= Rancho Lomas de Santiago =

Rancho Lomas de Santiago was a 47227 acre Mexican land grant given by Mexican governor Pío Pico to Teodosio Yorba in 1846. The name means "Hills of St. James". The rancho included parts of present-day Irvine and Tustin in what is now eastern Orange County, California.

==History==
Teodosio Juan Yorba (1805–1863), the son of Jose Antonio Yorba grantee of Rancho Santiago de Santa Ana, was granted the eleven square league Rancho Arroyo Seco in 1840, and the four square league Rancho Lomas de Santiago in 1846.

With the cession of California to the United States following the Mexican–American War, the 1848 Treaty of Guadalupe Hidalgo provided that the land grants would be honored. As required by the Land Act of 1851, a claim for Rancho Lomas de Santiago was filed with the Public Land Commission in 1852, and the grant was patented to Teodosio Yorba in 1868.

Teodosio sold the rancho to William Wolfskill in 1860. Joseph E. Pleasants took charge of Wolfskill's new cattle operations.
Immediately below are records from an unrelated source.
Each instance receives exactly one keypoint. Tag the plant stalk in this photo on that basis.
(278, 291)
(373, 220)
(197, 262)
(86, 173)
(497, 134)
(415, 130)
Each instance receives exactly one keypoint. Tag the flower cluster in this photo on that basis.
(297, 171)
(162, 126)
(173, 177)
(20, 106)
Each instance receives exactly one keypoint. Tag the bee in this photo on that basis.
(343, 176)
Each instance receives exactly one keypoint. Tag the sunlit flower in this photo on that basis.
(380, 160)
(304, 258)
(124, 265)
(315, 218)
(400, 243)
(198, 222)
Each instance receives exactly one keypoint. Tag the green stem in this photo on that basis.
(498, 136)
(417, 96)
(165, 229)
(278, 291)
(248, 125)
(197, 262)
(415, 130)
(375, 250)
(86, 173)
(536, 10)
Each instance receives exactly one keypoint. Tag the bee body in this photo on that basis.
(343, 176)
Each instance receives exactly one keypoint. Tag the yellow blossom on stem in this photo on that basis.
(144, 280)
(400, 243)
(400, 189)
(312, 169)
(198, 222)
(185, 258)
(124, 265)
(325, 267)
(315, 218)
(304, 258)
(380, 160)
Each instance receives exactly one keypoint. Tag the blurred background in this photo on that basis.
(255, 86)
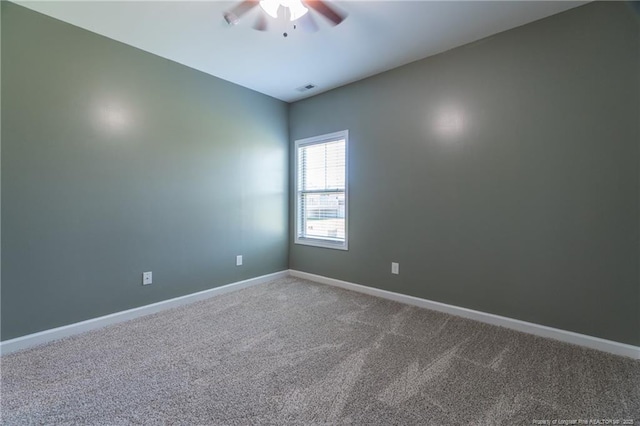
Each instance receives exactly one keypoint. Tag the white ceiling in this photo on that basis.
(375, 37)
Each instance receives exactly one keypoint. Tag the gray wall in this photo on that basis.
(502, 175)
(115, 162)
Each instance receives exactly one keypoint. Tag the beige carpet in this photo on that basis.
(296, 352)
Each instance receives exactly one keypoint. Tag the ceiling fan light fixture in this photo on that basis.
(296, 9)
(271, 7)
Already overgrazed, and largely unfarmable due to its steep, hilly terrain, the Santa Ana range could not sustain the large cattle herds. In 1866, Benjamin and Thomas Flint, Llewellyn Bixby and James Irvine acquired the rancho, and it eventually became part of the Irvine Ranch.

==Historic sites of the Rancho==
- Wolfskill-Pleasants Cottage. In 1860 William Wolfskill acquired the Rancho Lomas de Santiago and built the first wooden house outside of Anaheim at this location for his cattle foreman, Joseph E. Pleasants, who was the pioneer settler in the Santa Ana Mountains.